Елена Федина - Завещание Малого Льва
— У тебя, кроме отца, еще и дети есть, — напомнил Эдгар, — Ассоль совсем одна останется. Что с ней будет?
— А что с ней еще может быть? — вздохнул Леций, — всё уже случилось. Моя дочь — шлюха. Сам знаешь.
— Ну… моя, положим, тоже, — пожал плечами Эдгар, — даже профессиональная. Это же не значит, что мы не должны их любить.

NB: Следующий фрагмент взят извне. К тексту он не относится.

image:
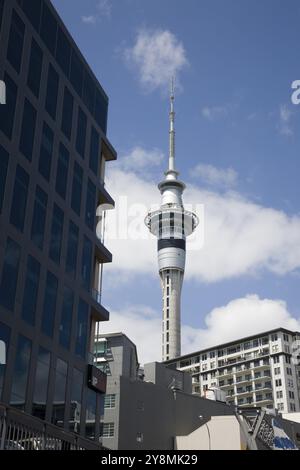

— Люби, Эд. Ты это умеешь. А я уже никого любить не способен.
— Папа…
— Все запасы исчерпаны. Я равнодушен к дочери, я разлюбил жену, я ненавижу аппиров, и мне плевать на золотых львов. С таким настроением, сам понимаешь, мне лучше отсюда убраться.
— Понимаю, папа. Чем я могу тебе помочь?
— Не бросай Ассоль. Кто-то же должен ее любить… хотя даже у тебя это не очень получается.
— Да уж! После тех придурков, которых я периодически вышвыриваю из ее кровати! Моя Аола хоть на сановников зарилась и на аристократов. А эта — на всякую шваль.
— Аппирская кровь, — сказал Леций с горечью, — ничего тут не поделаешь. Им хочется дерьма. И я даже своей дочери не могу этого запретить. Они такие, Эд. Почти семьдесят лет должно было пройти, чтобы я понял: они просто такие.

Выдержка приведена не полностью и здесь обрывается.